In Raleigh, Looking to the Long Term

The best thing about working with the state of North Carolina, Raleigh-based architect Clymer Cease says, is that the client takes the long view.

“They make decisions that might be more costly in the short term, but the total cost is lower,” he says.

He cites the new Green Square parking deck, a cast-in-place concrete structure at the intersection of Edenton and McDowell Streets in downtown Raleigh, as an example.

There, the entire roof, 130 feet wide and 220 feet long, is layered with a 250 kilowatt photovoltaic system that puts out 234,000 kilowatt hours each year, and returns power to the Progress Energy grid.

“It’s the equivalent reduction of 232 tons of carbon dioxide,” the partner in Pearce Brinkley Cease + Lee says.

The deck with space for 900 cars above grade and another 400 below also reduces maintenance cost with LED lighting that’s initially more expensive, but provides 50,000 hours of light versus 12,000 for cheaper fluorescents.  A 70,000-gallon cistern stores water from the PV cells on the roof, which is then tapped to irrigate the grounds of the state capitol nearby.

Inside, 23 car charging stations are reserved in preferred locations, restricted for electric-powered vehicles.
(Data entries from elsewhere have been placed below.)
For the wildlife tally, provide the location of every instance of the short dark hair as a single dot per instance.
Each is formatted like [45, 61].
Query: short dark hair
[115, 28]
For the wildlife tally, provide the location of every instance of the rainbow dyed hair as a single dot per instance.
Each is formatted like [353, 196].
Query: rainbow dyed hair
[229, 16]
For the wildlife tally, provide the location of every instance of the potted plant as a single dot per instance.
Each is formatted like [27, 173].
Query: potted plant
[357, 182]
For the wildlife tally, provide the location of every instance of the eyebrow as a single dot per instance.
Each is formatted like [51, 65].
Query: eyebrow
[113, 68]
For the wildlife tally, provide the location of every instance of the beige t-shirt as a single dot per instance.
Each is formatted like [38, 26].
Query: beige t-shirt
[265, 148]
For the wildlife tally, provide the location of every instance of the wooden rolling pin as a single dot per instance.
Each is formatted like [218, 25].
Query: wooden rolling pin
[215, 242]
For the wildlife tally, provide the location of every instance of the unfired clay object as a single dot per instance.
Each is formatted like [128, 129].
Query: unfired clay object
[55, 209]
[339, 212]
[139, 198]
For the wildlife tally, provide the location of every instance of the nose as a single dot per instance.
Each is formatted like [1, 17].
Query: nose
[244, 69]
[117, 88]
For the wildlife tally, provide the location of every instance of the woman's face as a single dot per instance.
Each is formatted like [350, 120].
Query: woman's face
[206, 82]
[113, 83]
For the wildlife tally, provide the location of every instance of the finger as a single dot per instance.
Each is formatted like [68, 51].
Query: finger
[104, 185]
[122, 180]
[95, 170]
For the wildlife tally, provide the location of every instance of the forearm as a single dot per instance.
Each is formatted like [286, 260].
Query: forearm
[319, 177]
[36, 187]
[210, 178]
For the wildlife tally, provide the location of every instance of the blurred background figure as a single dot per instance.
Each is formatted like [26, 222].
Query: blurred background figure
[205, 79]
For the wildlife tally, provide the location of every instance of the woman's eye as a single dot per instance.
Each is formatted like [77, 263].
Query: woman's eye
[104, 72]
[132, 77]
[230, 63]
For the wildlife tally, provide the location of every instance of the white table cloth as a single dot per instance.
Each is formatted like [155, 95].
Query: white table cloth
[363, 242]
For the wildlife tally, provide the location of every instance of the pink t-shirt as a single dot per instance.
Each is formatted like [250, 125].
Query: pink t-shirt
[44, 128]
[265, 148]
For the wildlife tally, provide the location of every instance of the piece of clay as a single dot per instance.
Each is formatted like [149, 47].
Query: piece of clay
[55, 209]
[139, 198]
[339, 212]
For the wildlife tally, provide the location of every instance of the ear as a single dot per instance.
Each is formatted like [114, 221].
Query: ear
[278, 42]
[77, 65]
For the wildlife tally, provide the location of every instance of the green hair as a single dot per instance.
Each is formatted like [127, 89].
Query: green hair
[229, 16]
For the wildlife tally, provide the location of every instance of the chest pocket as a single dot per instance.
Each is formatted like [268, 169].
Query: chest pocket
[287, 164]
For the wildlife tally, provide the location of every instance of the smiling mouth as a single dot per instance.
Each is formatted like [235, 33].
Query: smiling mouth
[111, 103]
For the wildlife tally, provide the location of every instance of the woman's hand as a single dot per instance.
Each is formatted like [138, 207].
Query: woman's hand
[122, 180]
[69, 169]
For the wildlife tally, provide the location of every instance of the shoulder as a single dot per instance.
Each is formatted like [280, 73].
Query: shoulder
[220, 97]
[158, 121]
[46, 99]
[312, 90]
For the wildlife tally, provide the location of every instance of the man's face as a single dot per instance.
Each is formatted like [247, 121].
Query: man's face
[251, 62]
Outside, the challenges lay in shoehorning the structure in between its existing neighbors.  “We were trying to be compatible on the block, next to 1950s limestone building and a brand new museum that was going up,” he says.  “We wanted to work in a vocabulary that would complement both – with a good piece of architecture and not just a place to park cars.”

The building manages to make its own statement too, with anodized aluminum fins that provide reflective light during day and night as cars move inside and out.  “They allow you to see the building, to see by the building and to see through the building,” he says.  “They allow a lot of daylight to come in too – it’s much brighter during the daytime because we’re not blocking the light out.”

For a parking deck, that’s a new way of seeing things.